That’s also a benefit of the UCI World Cycling Centre in Aigle, Switzerland. You don’t have to have a huge setup or a federation that has hundreds of staff and millions of pounds of funding every year. If you have a talented athlete with the right determination, the right drive and the right potential, they can go to Switzerland and be coached by someone like Craig Maclean. For example, Nicholas Paul. Sadly Nicholas isn’t competing this year due to a horrendous crash which he’s recovering from. He would have been a big star in these races. The UCI Track Champions League is a great platform to see some of the lesser-known track cycling nations standing up and being counted. We’ll see that with Mikhail Yakovlev riding for Israel or Azizulhasni Awang riding for Malaysia. I think it’s great.
How do you think the UCI Track Champions League series has developed the audience’s awareness of track cycling?
It’s an eight-year plan, and I personally believe they exceeded expectations in the first year. It’s very difficult to get something like this up and running. I took part in some of the planning with James Pope, and I thought I had an understanding of how much work went into putting an event on like this. Then, when I got to the first round in Palma last year, I realised how much other stuff had been going on.
You just can’t comprehend how much goes into the organisation, the promotion, gathering the riders and the sponsorship. There’s also been the huge support from Discovery Sports Events on the TV broadcasting, and making the ‘Back on Track’ documentary series. Everything that goes on behind the scenes is a mammoth task.

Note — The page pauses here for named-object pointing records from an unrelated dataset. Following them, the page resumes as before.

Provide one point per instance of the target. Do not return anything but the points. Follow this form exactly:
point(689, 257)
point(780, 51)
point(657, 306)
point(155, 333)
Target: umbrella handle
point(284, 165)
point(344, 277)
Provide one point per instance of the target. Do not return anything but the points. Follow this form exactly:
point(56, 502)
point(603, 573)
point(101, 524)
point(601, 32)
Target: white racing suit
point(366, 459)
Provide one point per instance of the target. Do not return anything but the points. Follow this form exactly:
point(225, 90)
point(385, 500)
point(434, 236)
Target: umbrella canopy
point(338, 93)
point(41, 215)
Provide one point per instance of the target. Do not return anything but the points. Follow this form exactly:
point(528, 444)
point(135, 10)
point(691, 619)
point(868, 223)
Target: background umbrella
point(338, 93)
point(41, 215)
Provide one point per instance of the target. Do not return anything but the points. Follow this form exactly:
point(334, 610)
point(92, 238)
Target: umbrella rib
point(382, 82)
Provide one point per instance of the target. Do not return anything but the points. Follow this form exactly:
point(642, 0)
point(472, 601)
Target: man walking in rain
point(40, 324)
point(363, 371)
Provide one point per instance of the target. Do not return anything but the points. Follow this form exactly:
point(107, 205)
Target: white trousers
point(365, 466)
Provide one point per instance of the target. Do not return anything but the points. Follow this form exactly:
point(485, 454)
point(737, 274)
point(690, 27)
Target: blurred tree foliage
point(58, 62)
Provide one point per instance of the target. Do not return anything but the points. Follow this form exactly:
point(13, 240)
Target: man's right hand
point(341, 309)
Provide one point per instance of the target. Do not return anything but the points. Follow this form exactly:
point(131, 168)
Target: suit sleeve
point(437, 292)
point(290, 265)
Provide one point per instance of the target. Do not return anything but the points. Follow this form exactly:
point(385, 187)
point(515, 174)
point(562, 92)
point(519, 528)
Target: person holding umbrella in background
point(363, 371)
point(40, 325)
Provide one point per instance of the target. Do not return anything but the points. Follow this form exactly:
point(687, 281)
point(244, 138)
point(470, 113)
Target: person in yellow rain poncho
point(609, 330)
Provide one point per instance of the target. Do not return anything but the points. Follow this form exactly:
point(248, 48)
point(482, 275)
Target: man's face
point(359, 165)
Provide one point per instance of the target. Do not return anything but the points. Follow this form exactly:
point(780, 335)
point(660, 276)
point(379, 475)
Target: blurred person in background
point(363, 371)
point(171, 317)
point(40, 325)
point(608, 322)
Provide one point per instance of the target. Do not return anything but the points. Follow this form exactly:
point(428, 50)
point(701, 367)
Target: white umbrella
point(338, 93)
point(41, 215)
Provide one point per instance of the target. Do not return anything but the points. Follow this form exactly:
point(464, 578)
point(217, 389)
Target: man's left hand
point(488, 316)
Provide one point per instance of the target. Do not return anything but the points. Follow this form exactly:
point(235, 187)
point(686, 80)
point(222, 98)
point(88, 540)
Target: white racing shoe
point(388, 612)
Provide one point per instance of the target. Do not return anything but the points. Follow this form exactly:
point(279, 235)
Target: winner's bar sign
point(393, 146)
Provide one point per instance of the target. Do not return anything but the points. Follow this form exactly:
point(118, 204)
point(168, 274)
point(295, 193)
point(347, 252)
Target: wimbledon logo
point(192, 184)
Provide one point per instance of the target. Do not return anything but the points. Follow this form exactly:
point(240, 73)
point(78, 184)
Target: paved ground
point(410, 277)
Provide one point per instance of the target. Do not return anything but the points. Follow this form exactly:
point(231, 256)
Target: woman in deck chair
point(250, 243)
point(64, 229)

I think they’ve done an absolutely fantastic job.
It feels like it’s an established series that’s been going on for years, but it’s only the second year and it’s only going to get exponentially better. The momentum will just keep gathering. As more riders get involved, more fans will too. They’ll be desperate to find out more about them. They’ll be engaging with all the riders’ clips on social media. We’re only at the very bottom part of the graph, but it’s about to go crazy. Even now, you can really see a significant improvement in the audience’s awareness of track cycling.